Banarasi paan: Savour the flavour of the GI-tagged mouth freshener

Traditional Banarasi paan got the GI tag in March this year along with the Banarasi Langra mango. The recognition cements what we have known all along: there is no other paan like the paan of Banaras

May 22, 2023 06:54 pm | Updated June 09, 2023 06:25 pm IST

Banarasi Paan

Banarasi Paan

Every region in India has its own version of paan and almost everyone in India eats, if not loves, it. But there is something about Banarasi paan that sets it apart. Is it the leaf, the ingredients, or is it the preparation? It is hard to pick but one thing is clear, there is no paan that tastes like Banarasi paan.

While across the country paan is evolving into new avatars — think chocolate, butterscotch paan, and even blueberry strawberry paan, in addition to the social media-friendly ‘fire paan’ — in Varanasi it is still preferred the classic way. Eaten with kattha (catechu) which is an extract from the Acacia tree, chuna (limestone paste), supari (betel nut), and in some cases tobacco, it is the quintessential old fashioned paan that lets you enjoy the subtle nuances of each ingredient.

Banarasi paan being made

Banarasi paan being made | Photo Credit: Special arrangement

The story of Banarasi paan

“Paan is considered auspicious in Varanasi. Belief is that the first-ever seed of paan was planted by Shiva and Parvati at Mount Kailash from where they brought it to Kashi. Since this is the city of Shiva, it became a part of life here,” says Rajeev Manhar, vice president Brij Hotels, who lives and works in Varanasi.

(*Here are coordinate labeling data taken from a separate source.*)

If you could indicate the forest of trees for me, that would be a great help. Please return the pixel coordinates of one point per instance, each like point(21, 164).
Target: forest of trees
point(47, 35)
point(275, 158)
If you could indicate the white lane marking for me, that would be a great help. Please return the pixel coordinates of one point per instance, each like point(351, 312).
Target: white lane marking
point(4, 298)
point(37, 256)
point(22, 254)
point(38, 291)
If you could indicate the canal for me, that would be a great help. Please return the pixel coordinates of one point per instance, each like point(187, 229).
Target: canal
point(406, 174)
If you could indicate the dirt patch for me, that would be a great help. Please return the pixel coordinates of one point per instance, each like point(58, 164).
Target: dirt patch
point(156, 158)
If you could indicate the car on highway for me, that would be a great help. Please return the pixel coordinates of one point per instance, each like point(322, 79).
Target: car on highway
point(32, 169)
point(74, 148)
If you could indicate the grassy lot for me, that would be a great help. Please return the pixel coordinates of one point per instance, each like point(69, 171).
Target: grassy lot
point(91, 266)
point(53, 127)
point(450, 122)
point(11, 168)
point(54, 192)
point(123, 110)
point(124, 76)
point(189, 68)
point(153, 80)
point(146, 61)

Folklore here also connects paan to the Ramayana. “It is said that when Hanuman visited Sita in Ashok Vatika and she had nothing to give him as a gesture of affection, she plucked paan leaves and quickly made a garland of it. And so, even today paan is offered to Hanuman, especially in Varanasi,” adds Rajeev.

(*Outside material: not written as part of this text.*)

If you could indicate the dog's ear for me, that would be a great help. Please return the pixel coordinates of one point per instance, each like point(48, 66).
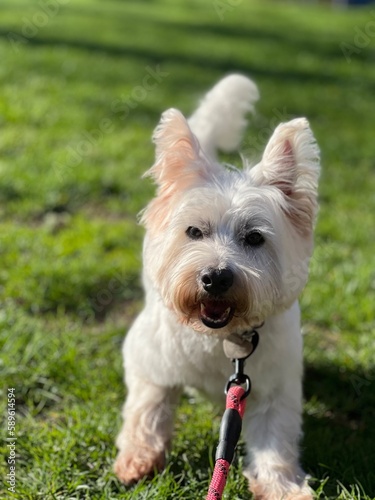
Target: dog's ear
point(179, 165)
point(291, 164)
point(179, 161)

“Paan is a way of life in Varanasi,” says Anubhav Sapra, the founder of Delhi Food Walks who has been travelling to Varanasi for many years to research and chronicle the street food. “I have tasted paan from across the country, but I haven’t eaten anything like Banarasi paan.” The paan here, according to him, is much beyond a snack, a mouth freshner or a condiment. It is an emotion.

It’s all in the leaf

Every region has its preferred betel leaf. “It is the way the leaf is treated in Varanasi (in a process called pakana which literally translates to cooking but means ripening of the leaf) that makes it softer than any other, which is why Banarasi paan melts in your mouth,” explains Anubhav.

Folded Banarasi paan

Folded Banarasi paan | Photo Credit: Special arrangement

Interestingly, the leaf that gives the Banarasi paan its identity is not grown in Varanasi: it is from Bihar, Bengal or Odisha.

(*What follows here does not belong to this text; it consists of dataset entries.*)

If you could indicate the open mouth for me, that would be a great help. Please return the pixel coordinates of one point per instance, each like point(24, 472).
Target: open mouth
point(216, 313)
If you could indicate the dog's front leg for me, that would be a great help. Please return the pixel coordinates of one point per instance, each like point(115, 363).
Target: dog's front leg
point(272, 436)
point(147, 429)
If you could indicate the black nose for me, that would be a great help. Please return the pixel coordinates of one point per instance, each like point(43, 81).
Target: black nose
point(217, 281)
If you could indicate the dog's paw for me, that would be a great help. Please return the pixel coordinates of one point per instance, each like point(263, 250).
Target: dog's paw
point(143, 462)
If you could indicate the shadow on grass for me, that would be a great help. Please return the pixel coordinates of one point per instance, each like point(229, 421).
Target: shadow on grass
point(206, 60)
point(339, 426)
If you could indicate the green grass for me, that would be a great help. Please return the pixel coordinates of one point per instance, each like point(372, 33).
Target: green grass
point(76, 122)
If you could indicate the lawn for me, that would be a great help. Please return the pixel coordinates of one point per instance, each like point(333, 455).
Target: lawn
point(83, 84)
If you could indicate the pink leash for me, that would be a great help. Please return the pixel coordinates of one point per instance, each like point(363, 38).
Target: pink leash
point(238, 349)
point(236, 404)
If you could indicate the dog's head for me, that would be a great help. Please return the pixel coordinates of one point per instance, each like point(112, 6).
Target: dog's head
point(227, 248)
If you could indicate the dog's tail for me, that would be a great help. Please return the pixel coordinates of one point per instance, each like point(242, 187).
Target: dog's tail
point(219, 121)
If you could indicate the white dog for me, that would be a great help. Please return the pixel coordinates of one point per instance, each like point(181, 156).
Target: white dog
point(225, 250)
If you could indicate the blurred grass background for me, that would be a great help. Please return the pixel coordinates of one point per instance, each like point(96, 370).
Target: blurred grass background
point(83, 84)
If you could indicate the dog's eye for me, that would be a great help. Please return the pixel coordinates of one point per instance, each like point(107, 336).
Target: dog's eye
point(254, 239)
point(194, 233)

“Of the 90 varieties of the betel leaf that grow across the world about 45 are found in India. A lot of it also comes from Bangladesh which has perfect climatic conditions for its farming,” says Rajeev. While Bengal and Bangladesh are known for the volume of production of the leaf, it is the Bihari Maghai or Odiya Jagannathi leaf that is popular in Varanasi. The Maghai leaf is used from December to May, Jagannathi is used from June to November.

Cultural significance

Apart from its taste and finesse, Banarasi paan is also popular for its cultural significance. In Varanasi, paan shops can be found at every corner, and also by the Ganges. Everyone has their favourite stall, and each panwari (paan maker) has his own style. “The Banarasi paan became popular when Bachchan ji sang a song about it. But recently with Modi ji talking about it too it has gained even more popularity,” says Rajan Chaurasia, the second generation owner of Ramchandra Chaurasia Tambul Bhandar.  

According to Rajan what makes the Banarasi paan most special is the process of ripening it. “The leaves are smoked in a dark room with special coal and wood and checked frequently. This not just bleaches the leaf, especially Maghai, but also makes it so soft that it melts in your mouth.”

There are four varieties of paan that are commonly made in Banaras. The sada or plain which is made just with supari, kattha and lime, meetha or sweet — simple sada paan in which the leaf is sweeter and gulkand ka meetha which is a paan made with hira-moti chutney (a sweet mix) and zarda which is made with tobacco.

Over time these stalls have become community spaces where locals converge. “Paan shops are places where locals hang out and discuss local politics, ongoings in the city, and comment on matters of universal importance. It is a common thread that binds the people here,” says Rajeev.

Benarasai Paan at Brij Rama Palace

Benarasai Paan at Brij Rama Palace | Photo Credit: Special arrangement

And does the GI tag matter to the public? “Most people in Banaras will not even know that we now have a GI tag,” says Rajeev. For the common man, he adds, paan has been a way of life since the beginning of Varanasi and a tag will not change anything. For the rest of the world though the recognition will help people understand the nuances of paan in this city.